The idea of stepping away from ‘doing’ and just ‘being’, in the company of others, resonated with me a lot, particularly when considering how we work with ‘aid beneficiaries.’ I remembered how hurried so many interactions were when I was in the field; so focused were my colleagues and I on getting through back-to-back interviews with victims of violence or displacement that we, too, lost our humanity. Under pressure to achieve particular outputs and results, we do not take the time to truly be with someone who is suffering – to share a cup of tea, to visit their home, to ‘break bread’ together. Such small moments can be just as important and meaningful, whether this occurs with colleagues or with aid beneficiaries. They help us to find meaning and beauty in the midst of complexity, confusion, fear, uncertainty and all the other qualities inherent in a world of suffering and violence.

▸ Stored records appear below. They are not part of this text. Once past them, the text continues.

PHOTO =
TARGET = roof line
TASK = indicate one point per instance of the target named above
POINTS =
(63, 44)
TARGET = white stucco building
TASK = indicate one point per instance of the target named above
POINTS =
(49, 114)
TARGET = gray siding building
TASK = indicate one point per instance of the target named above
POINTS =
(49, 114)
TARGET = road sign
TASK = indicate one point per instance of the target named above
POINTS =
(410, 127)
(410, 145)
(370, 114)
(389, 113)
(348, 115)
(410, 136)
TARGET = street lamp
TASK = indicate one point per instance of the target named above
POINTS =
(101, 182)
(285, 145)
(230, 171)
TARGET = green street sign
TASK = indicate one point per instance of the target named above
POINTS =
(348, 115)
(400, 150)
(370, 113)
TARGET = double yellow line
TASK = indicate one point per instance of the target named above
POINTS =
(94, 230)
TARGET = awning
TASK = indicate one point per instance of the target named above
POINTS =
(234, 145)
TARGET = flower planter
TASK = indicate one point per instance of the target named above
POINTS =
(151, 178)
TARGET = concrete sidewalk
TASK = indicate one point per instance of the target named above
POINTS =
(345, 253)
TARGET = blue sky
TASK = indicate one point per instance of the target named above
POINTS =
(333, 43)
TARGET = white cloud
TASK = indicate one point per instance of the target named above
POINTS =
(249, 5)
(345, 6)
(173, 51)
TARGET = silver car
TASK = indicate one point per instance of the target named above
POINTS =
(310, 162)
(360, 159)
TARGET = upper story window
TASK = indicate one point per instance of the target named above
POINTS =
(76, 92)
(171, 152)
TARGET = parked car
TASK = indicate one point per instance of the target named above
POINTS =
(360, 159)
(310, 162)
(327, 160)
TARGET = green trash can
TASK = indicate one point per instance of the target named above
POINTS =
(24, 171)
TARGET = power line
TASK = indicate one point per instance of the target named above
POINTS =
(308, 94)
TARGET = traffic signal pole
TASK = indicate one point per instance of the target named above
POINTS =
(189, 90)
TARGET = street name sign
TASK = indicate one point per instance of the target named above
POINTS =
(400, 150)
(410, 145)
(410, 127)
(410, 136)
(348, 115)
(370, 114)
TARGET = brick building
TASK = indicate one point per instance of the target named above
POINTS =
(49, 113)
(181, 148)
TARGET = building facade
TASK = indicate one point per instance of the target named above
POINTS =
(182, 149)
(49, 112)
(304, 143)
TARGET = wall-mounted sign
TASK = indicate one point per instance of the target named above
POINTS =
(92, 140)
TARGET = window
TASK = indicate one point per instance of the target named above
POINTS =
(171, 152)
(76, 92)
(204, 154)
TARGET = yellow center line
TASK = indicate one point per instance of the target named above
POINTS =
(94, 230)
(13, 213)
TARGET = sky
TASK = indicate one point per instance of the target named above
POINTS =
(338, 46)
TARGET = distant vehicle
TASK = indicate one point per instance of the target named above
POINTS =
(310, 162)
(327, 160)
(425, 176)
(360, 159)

By connecting with oneself, one’s family and loved ones – as well with the communities we are assisting – we learn to become whole; to bridge the ‘cognitive dissonance’, as Pigni describes it, between home and field, between ideals and reality, and to feel into the vulnerability that lies beneath our actions and which makes us truly human. In her words, these moments of humanity can be healing moments in themselves.